Brazilian with German Olympian’s heart runs race of her life

Brazilian Ivonette Balthazar, 67 (C), who was submitted to a heart transplant one year ago, participates in a three-kilomeer (1.9-mile) fun run alongside Copacabana beach in Rio de Janeiro, Brazil, on September 24, 2017. / AFP / Mauro Pimentel /

RIO DE JANEIRO, Brazil (AFP) – Brazilian Ivonette Balthazar felt jittery ahead of a Rio de Janeiro road race Sunday, but her heart — transplanted from a German Olympian a year ago — spurred her on.

In the midst of a long recovery from a transplant operation last year, the three-kilometer (1.9-mile) fun run alongside Rio’s Copacabana Beach seemed like a marathon to 67-year-old Balthazar.

That heart, though, wouldn’t let her sit back.

“The heart of an athlete beats inside me, the heart of a young person,” she said at the start line. “This heart demands more from my body than I was used to.”

So, dressed in lycra and purple running shoes, with the number 2799 and a big red paper heart pinned to her shirt, Balthazar set slowly off with hundreds of other competitors down the famous seafront.

Only 13 months ago, while her home city was hosting the Olympics, Balthazar faced imminent death.

Her heart — ravaged by smoking, years of stressful work at her human resources agency, and a heart attack in 2012 — registered barely 40 beats a minute. Although she’d risen to the top of the waiting list for a new heart, it seemed too late.

Then on August 15, 2016, she got a call from Rio’s heart hospital, the Instituto Nacional de Cardiologia.

Stefan Henze, a German Olympic canoeing team coach and winner of silver in the 2004 Athens Olympics, had died in a car accident — and Balthazar was assigned the 35-year-old’s heart.

Ever since, she says she and Henze have become a team of sorts. On Sunday, she put that partnership to the test.

“If I didn’t have this heart, I wouldn’t be running,” Balthazar said. “This race today is a challenge for me — and for him.”

Feels like gold

Although she has regular physiotherapy at the hospital, the race was Balthazar’s first major unmonitored physical outing.

Nervous about how she’d hold up, she decided to walk, not run.

But Balthazar grew visibly more confident, her pace increasing until she moved at a brisk stride. Tears of joy welled up when she reached the halfway mark — then flowed at the finish line.

Even on the happiest days, Balthazar is aware of the inseparable sadness, often thinking of Henze’s family.

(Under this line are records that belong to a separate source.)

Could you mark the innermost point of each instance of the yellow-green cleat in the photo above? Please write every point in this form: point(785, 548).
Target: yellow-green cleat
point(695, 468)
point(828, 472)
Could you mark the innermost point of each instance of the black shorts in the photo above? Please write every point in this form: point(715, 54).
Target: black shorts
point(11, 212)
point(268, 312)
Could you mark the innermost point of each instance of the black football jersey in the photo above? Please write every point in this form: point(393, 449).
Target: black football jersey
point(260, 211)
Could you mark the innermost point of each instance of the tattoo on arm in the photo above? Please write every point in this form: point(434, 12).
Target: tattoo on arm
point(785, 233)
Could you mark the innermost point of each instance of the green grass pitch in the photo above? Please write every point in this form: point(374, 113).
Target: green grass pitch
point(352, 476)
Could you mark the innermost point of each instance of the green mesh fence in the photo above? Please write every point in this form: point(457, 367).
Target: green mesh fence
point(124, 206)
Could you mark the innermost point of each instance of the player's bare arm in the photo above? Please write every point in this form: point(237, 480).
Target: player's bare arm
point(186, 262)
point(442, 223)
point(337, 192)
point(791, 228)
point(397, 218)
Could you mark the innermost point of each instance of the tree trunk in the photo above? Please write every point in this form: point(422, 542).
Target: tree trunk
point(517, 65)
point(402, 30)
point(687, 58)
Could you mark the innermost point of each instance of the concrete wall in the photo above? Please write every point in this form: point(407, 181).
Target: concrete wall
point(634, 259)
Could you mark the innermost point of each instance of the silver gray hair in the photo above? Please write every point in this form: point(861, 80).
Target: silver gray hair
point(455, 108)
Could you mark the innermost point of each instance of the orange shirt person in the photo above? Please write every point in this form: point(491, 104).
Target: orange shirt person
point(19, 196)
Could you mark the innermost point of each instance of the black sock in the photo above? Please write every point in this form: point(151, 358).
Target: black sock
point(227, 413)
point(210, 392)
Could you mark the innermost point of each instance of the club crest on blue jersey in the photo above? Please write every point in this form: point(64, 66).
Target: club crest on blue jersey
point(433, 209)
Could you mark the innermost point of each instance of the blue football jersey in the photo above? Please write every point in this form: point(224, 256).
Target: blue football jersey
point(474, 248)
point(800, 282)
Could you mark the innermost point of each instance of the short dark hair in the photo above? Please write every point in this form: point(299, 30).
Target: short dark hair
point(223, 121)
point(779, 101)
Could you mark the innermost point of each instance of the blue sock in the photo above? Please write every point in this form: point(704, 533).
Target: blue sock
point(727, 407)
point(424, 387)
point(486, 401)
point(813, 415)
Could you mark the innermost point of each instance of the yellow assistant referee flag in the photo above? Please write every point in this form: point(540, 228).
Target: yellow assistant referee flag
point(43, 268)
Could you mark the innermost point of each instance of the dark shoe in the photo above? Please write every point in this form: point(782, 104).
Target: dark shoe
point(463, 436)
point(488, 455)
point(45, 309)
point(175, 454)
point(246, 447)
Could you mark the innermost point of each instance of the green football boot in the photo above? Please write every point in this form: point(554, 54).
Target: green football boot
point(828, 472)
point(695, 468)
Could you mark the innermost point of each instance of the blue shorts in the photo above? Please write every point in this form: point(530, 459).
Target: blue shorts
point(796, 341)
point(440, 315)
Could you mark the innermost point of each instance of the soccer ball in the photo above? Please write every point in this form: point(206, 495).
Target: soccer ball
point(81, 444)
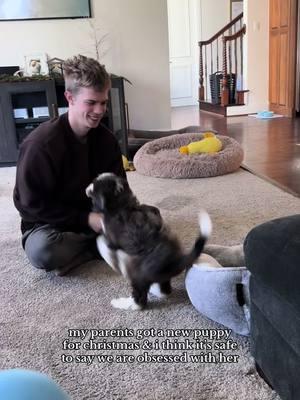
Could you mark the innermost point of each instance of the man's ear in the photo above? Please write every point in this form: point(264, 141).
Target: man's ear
point(69, 97)
point(89, 190)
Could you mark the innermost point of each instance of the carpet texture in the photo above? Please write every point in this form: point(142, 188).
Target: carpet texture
point(161, 158)
point(39, 309)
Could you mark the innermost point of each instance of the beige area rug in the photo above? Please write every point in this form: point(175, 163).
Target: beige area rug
point(39, 309)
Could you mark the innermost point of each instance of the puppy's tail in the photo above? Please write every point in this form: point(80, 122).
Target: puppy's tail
point(205, 225)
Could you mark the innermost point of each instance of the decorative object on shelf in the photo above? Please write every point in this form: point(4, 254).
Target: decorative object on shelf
point(36, 64)
point(55, 67)
point(19, 78)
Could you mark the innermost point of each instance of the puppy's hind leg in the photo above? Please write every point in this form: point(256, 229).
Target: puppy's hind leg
point(138, 301)
point(161, 290)
point(107, 253)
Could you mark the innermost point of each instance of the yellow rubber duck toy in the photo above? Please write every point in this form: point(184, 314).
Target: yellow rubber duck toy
point(209, 144)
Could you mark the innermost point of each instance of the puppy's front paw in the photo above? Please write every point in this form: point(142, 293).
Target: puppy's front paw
point(125, 303)
point(155, 290)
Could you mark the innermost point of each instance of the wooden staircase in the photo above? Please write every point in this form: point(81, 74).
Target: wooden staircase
point(221, 68)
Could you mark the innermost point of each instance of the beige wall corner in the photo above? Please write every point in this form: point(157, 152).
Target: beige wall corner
point(256, 57)
point(136, 47)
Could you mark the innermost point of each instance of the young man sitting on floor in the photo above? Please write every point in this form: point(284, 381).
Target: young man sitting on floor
point(57, 161)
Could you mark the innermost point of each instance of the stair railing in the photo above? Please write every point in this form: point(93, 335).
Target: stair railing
point(221, 60)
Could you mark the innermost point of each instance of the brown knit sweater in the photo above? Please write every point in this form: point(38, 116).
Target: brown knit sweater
point(53, 170)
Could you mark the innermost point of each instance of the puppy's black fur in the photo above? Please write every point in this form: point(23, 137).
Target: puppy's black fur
point(140, 246)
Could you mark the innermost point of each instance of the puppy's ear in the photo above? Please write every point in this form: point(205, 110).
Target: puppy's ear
point(90, 190)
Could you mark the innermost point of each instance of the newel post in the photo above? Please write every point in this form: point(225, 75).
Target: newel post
point(201, 80)
point(225, 90)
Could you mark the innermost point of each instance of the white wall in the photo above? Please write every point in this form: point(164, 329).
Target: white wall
point(214, 15)
point(256, 57)
point(136, 47)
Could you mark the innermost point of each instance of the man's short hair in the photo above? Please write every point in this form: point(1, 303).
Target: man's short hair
point(80, 71)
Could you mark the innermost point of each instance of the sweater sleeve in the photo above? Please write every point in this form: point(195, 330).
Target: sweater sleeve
point(36, 191)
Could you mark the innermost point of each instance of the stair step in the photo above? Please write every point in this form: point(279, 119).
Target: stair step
point(216, 108)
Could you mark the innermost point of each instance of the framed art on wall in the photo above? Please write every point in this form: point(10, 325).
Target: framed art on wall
point(36, 64)
point(236, 8)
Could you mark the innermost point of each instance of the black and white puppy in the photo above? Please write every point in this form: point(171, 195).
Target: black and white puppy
point(135, 241)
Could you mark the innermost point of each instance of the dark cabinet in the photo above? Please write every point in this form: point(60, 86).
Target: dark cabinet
point(25, 97)
point(24, 105)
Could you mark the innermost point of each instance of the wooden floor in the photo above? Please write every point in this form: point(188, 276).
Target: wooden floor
point(272, 147)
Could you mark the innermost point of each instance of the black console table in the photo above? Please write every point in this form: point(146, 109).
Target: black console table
point(26, 96)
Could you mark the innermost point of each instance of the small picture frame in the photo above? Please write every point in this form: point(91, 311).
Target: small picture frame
point(36, 64)
point(55, 66)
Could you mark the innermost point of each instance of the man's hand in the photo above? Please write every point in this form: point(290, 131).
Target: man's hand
point(95, 221)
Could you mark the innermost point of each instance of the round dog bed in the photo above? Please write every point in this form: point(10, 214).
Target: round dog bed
point(161, 158)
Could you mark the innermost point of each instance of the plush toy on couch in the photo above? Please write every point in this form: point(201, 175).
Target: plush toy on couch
point(220, 293)
point(209, 144)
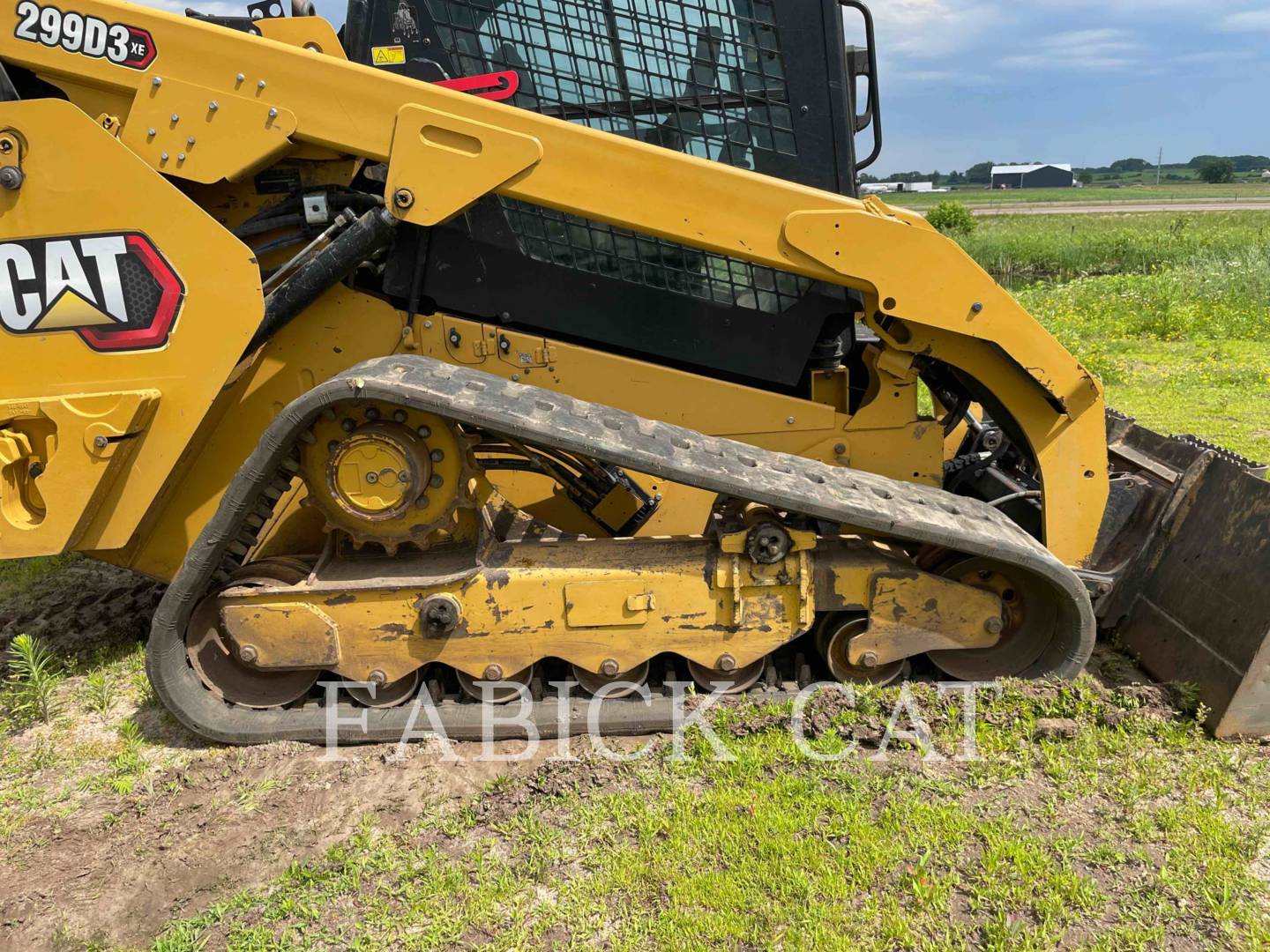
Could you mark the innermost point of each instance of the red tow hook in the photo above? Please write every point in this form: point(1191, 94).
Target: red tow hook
point(487, 86)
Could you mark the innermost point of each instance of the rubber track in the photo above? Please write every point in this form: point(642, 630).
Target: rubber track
point(877, 504)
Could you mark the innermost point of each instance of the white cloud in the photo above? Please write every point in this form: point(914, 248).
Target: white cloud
point(216, 8)
point(1084, 48)
point(931, 28)
point(1247, 20)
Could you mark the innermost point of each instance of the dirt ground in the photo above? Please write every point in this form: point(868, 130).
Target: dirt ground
point(116, 874)
point(112, 868)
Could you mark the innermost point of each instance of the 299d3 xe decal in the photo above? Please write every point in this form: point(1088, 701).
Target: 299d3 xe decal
point(116, 291)
point(79, 33)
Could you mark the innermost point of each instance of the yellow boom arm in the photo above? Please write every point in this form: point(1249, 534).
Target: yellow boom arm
point(215, 103)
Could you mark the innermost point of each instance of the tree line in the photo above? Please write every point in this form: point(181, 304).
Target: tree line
point(1211, 167)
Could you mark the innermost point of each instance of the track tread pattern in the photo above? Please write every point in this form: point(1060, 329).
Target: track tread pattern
point(875, 504)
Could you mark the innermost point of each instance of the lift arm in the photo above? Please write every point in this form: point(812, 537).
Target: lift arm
point(202, 103)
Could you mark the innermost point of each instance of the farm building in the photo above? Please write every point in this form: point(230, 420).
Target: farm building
point(884, 187)
point(1033, 176)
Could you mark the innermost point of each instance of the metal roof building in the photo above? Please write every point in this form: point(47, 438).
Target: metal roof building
point(1050, 175)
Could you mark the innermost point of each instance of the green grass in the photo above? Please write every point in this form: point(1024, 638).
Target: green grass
point(1091, 195)
point(1172, 312)
point(1024, 248)
point(1138, 836)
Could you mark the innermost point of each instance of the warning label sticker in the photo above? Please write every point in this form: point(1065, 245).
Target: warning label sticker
point(387, 55)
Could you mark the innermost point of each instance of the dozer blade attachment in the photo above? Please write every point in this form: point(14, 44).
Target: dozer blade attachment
point(1192, 591)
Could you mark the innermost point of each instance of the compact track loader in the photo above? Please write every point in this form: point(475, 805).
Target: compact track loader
point(492, 342)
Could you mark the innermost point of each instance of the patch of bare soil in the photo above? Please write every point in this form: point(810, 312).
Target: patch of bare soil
point(81, 607)
point(228, 820)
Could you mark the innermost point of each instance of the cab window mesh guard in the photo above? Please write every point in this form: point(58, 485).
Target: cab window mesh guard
point(700, 77)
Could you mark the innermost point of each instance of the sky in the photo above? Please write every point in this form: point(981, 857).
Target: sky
point(1081, 81)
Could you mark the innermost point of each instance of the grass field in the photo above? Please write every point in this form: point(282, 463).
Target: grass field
point(1093, 195)
point(1117, 827)
point(1171, 310)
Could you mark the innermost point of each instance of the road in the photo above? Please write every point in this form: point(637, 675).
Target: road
point(1255, 205)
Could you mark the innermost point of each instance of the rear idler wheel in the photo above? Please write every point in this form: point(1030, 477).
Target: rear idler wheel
point(833, 639)
point(494, 689)
point(727, 682)
point(625, 683)
point(219, 661)
point(1029, 632)
point(390, 695)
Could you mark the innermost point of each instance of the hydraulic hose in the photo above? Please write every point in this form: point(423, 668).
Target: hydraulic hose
point(358, 242)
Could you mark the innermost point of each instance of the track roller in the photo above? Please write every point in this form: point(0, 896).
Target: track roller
point(630, 681)
point(224, 666)
point(730, 682)
point(497, 689)
point(390, 695)
point(833, 637)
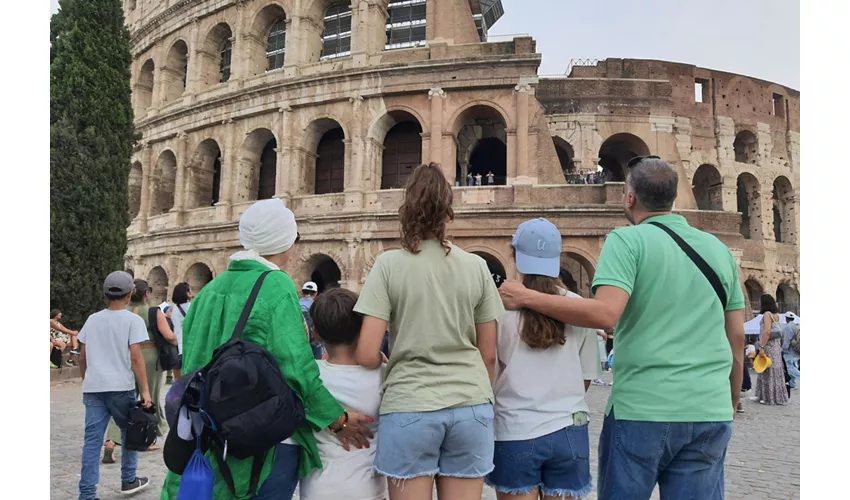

She’d love to meet his mother, “to hug her and thank her,” Balthazar said, mindful however that this might be too upsetting for his relatives.

While she celebrates daily victories, “on the other side there is an entire family crying,” Balthazar said.

So she does her best — for herself and for her silent partner.

“The two of us are here,” Balthazar said.

After the race, she embraced her own elderly mother, her daughter and grandchildren, before posing for photos with the race medal around her neck.

Anyone finishing could pick up a medal — but it really meant something to Balthazar.

Copying a gesture often seen on Olympic podiums, she bit down playfully on the metal prize.

“This is a gold medal for me,” she said.